Dysautonomia is a severe, debilitating sequela of acquired brain injury (ABI). It is characterized by dysfunction of the autonomic nervous system with resultant disturbances in temperature and hemodynamic homeostasis, and dystonic muscle contractions.
- Complex regional pain syndrome: (also referred to as reflex sympathetic dystrophy & causalgia) represents soft tissue complications of musculoskeletal injuries that cause pain out of proportion to the injury, and autonomic nervous system dysfunction manifested by hyperhidrosis and vasomotor instability.
- Multiple system atrophy (Shy-Drager syndrome): usually develops in middle to late life as orthostatic hypotension associated with uncoordinated movements, urinary incontinence, constipation, and other signs of neurologic deficits referable to the corticospinal, extrapyramidal, corticobulbar and cerebellar systems.
- Pure autonomic failure: a sporadic, idiopathic cause of persistent orthostatic hypotension and other manifestations of autonomic failure such as urinary retention, impotence, or decreased sweating.

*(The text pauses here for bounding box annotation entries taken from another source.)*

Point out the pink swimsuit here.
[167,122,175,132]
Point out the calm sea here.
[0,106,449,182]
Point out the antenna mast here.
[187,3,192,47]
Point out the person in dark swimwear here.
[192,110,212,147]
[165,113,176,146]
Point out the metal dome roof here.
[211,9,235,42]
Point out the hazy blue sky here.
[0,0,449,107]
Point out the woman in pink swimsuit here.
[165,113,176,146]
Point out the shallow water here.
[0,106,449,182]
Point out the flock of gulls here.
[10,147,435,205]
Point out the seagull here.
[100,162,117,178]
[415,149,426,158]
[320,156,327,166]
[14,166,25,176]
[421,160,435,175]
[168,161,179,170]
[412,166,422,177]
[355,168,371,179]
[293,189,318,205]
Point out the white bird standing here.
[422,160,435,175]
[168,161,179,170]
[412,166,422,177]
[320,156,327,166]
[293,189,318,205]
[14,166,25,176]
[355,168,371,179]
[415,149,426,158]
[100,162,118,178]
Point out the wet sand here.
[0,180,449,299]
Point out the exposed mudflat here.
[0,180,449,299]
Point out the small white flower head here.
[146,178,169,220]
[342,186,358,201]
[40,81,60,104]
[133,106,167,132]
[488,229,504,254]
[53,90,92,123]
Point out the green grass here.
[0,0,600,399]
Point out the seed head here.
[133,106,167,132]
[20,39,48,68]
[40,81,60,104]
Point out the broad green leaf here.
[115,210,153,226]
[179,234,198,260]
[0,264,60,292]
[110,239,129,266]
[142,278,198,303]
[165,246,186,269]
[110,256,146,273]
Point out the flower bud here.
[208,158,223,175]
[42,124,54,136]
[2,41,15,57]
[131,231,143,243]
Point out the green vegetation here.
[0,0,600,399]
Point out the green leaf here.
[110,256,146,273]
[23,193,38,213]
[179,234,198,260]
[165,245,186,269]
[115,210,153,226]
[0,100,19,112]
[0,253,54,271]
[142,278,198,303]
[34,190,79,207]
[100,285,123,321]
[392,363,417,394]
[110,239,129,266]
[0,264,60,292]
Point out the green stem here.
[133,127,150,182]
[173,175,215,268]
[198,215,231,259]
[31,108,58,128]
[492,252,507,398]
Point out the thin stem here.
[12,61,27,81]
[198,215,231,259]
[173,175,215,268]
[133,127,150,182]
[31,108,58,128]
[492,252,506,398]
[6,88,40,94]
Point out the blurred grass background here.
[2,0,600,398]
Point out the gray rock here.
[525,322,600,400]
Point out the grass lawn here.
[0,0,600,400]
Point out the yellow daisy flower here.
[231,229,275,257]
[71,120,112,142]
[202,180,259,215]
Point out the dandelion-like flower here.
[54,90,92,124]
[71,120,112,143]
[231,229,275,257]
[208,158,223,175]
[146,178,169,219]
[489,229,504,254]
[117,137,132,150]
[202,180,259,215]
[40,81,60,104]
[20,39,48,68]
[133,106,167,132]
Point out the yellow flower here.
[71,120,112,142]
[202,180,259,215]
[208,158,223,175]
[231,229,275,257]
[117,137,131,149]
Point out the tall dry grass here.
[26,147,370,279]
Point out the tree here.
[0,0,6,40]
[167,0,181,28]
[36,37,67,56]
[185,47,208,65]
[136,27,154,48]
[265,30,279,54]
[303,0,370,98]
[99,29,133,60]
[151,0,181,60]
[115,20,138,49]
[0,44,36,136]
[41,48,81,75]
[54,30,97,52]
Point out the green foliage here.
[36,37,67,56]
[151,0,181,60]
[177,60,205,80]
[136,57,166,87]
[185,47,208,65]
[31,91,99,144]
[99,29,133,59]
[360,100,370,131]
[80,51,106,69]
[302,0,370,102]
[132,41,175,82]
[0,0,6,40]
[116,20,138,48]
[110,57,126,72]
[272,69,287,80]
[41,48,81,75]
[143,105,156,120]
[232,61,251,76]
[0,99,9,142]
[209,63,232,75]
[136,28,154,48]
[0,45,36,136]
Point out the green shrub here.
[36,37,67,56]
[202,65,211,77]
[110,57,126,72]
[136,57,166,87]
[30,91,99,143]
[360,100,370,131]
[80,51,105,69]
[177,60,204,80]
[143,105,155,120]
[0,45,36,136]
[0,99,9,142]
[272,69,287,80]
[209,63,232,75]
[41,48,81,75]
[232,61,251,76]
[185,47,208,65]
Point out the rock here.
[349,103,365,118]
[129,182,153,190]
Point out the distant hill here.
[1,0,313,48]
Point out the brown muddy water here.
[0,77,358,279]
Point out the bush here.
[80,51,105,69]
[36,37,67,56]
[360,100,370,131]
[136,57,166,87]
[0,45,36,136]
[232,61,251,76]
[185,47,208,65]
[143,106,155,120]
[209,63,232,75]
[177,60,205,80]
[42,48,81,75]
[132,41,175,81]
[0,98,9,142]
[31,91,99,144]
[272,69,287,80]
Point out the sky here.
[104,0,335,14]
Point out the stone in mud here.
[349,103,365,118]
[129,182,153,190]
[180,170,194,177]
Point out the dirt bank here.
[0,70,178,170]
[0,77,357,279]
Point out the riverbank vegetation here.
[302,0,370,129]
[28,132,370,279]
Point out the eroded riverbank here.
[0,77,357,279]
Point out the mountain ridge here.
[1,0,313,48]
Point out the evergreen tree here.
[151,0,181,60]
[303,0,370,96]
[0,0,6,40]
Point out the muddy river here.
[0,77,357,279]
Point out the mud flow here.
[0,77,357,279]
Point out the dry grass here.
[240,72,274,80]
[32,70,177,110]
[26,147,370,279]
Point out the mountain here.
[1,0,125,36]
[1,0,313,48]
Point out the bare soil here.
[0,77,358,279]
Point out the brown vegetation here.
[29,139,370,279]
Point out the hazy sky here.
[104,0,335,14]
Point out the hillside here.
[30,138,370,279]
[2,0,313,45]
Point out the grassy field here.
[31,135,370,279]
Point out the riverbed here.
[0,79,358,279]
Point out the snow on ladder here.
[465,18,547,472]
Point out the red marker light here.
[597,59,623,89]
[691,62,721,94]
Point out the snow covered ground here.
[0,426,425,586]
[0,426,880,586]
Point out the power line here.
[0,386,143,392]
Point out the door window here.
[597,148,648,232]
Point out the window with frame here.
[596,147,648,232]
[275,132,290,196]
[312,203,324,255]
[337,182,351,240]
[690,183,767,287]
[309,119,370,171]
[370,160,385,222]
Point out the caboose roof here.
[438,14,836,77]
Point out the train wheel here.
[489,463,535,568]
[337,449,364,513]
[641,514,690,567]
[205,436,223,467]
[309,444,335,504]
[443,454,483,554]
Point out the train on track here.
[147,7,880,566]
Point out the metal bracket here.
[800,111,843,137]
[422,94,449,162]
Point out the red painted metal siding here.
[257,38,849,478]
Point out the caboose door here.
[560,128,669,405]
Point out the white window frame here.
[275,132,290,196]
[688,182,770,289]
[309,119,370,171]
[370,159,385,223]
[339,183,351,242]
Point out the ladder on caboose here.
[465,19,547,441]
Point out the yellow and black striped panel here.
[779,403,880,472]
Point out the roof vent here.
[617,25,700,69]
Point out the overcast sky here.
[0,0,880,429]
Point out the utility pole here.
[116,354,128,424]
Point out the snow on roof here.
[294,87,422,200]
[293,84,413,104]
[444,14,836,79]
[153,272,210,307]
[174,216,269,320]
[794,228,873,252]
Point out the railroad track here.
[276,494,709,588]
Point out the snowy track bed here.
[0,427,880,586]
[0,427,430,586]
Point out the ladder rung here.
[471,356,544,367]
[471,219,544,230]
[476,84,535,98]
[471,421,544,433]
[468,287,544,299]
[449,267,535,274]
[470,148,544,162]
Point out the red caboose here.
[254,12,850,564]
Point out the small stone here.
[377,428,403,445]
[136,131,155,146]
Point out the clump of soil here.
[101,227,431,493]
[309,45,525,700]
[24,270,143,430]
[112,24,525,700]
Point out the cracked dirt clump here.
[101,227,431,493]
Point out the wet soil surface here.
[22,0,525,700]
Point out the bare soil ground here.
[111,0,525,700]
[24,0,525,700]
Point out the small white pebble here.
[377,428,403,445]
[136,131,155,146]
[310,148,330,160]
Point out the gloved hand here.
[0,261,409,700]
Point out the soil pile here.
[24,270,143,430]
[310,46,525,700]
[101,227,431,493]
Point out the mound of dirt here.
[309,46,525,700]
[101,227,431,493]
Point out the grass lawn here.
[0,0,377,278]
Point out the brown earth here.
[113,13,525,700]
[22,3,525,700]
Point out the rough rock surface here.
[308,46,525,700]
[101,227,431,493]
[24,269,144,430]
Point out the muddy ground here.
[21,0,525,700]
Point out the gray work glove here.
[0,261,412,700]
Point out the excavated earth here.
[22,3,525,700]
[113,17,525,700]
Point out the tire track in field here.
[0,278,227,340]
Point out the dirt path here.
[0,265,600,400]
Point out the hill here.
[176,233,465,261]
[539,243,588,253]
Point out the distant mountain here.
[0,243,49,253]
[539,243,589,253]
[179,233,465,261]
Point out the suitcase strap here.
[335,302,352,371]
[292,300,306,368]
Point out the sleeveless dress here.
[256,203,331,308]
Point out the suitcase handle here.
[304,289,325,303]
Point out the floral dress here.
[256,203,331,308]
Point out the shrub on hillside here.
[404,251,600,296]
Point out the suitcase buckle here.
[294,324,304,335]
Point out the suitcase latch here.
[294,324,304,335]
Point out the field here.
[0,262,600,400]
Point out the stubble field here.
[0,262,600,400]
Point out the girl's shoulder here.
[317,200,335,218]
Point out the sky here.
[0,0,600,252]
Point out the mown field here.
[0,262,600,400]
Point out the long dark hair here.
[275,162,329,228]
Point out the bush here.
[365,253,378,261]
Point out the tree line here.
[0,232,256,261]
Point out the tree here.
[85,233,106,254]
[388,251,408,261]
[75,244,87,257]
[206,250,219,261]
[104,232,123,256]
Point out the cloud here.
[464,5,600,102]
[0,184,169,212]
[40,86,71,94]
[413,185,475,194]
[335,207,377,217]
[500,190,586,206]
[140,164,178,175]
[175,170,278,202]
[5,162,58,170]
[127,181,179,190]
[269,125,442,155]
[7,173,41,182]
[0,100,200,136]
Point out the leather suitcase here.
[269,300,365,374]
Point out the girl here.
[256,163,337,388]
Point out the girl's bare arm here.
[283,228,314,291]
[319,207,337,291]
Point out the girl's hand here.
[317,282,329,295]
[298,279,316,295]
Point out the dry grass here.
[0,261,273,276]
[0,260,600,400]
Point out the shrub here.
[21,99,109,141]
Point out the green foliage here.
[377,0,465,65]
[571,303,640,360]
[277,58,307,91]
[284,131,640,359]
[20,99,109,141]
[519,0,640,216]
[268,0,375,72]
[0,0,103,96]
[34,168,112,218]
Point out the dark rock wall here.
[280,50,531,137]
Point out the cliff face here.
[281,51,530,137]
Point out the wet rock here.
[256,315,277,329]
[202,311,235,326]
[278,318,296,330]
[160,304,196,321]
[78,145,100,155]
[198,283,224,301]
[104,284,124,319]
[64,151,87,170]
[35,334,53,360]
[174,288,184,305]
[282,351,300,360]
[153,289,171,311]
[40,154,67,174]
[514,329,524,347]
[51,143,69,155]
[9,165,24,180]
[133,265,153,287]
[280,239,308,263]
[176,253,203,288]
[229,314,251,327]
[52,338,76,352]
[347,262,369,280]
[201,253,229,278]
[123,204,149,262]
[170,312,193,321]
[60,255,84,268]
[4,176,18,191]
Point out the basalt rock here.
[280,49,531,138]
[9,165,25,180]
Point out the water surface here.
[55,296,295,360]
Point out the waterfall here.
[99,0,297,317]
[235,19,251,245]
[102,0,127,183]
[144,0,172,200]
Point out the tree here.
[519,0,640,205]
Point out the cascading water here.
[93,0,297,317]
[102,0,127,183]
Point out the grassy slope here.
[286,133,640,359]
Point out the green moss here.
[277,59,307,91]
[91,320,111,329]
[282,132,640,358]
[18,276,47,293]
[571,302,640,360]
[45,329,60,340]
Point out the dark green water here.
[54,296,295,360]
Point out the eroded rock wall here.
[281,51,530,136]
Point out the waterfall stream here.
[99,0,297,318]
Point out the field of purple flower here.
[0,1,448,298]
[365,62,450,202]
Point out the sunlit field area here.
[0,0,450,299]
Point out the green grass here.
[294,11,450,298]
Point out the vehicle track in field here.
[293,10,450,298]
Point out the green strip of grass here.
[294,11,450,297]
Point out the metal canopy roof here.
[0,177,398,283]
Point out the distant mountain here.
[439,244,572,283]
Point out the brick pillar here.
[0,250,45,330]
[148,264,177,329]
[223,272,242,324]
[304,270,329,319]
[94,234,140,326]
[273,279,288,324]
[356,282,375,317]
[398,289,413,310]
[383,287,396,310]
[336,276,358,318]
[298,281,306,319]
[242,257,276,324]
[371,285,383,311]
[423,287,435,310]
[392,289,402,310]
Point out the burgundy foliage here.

Arthrogryposis is a condition when a child is born with joint contractures. The muscles around these joints are thin, weak, stiff or missing. Extra tissue may have formed around the joints, holding them in place.
Cogenital Hypotonia is a condition that decreases muscle tone in infants or adults existing from birth. Infants with hypotonia seem floppy and feel like a “rag doll” when held. They may have poor or no head control; the head may fall to the side, backward, or forward.